There was a real blend of youth and experience in Walker’s squad, with old bastards like David Phillips and Ian Crook being joined by the likes of Ruel Fox and young up and coming Chris Sutton… that’s right Sutton started at Norwich, so now you know who to blame.
In the opening weekend of the season they faced Arsenal at Highbury. Norwich found themselves 2-0 behind at half time.
However, the introduction of Mark Robins as a substitute was to set the tone for the rest of season.

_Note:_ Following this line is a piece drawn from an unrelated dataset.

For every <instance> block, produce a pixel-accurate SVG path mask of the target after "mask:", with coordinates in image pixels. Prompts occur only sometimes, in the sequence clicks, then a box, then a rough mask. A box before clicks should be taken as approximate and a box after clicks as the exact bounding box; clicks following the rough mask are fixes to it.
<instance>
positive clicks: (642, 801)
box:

He scored a quick-fire headed goal and the Canaries equalised after David Seaman misjudged a straightforward right-wing cross. ‘
’I’ll never make a mistake like that again,’’ Seaman whispered to himself. And he didn’t…..except for Ronaldinho’s long shot/cross/back pass in the World Cup which led to England’s exit in 2002, and the lob from the halfway line by Real Zaragoza’s Nayim, which lost Arsenal a Cup Winners Cup Final and of course Macedonia’s Euro 2004 qualifier goal direct from a corner.
Luckily the latter was the final nail in the coffin of Seaman’s England career. Unluckily, he was then replaced by David James. Anyway, Ruel Fox gave Norwich the lead before Robins sealed the 2-4 comeback win with a lob on Seaman.
From their first ten games, Norwich lost just once, but against the better teams, they were coming unstuck. There was a 7-1 demolition at the hands of Blackburn and three weeks later they suffered a 4-1 defeat to Liverpool.
Heading into Christmas though, the Canaries were eight points clear at the top of the table and playing some great football. Following the turn of the year, cracks began to appear and they became very inconsistent.
Around the same time the chasing pack of Manchester United and Aston Villa started stringing together impressive results. After Norwich’s 3-1 defeat to QPR in early March, Ferguson’s United had turned the top of the table on it’s head and were seven points clear.
Norwich rallied though, with four wins from their next five games and returned to the top of the league.
Then, on the 5th of April United came to town for an inevitable showdown.
It wasn’t quite the capitulation of Liverpool at Crystal Palace in 2014, but within eight minutes Norwich title dreams were torn to shreds. Mike Walker deployed his team to play a high line and look to catch the opposition offside, but with speedy monsters Ryan Giggs and Andre Kanchelskis running behind, his plans were doomed from the start.
Giggs opened the scoring after 13 minutes, followed by Kanchelskis seven minutes later. Paul Ince set up Cantona sixty seconds later for a tap in. United won the game 3-1, all-but-ending Norwich’s title hopes. Norwich were dry pumped 5-1 by Tottenham just four days later and after a few weeks, found themselves 10 points behind the Champions elect.
Norwich City eventually finished third and qualified for Europe for the very first time. Astonishingly, they finished the season on a goal difference of -4. The only team to finish in the top three in the Premier League era with a negative goal difference.
Still though, third place was a remarkable achievement, especially considering the manager was Mike Walker. During the 1993/94 season, the club would experience one of their most memorable moments – beating Bayern Munich 1-2 in the second round of the UEFA Cup at the Olympic Stadium. In the return leg at Carrow Road, Jeremy Goss scored in a 1-1 draw that ensured Norwich progressed 3-2 on aggregate. In the next round though, Norwich were beaten by eventual-winners Inter Milan.
Shortly after, Mike Walker signed with Everton and tried to torpedo the Toffees into the First Division, something they avoided on the final day of the season in 1994.
He was given the bullet shortly after the start of the following season, not literally, but there was plenty of offers to do so from the locals.
There was a mass departure at Norwich that summer, with Chris Sutton, Ruel Fox, Efan Ekoku and Mark Robins all moving on. It was the end of special era for The Canaries and they were subsequently relegated that following season.
But one things for sure, the Norwich nearly men left their mark on the Premier League.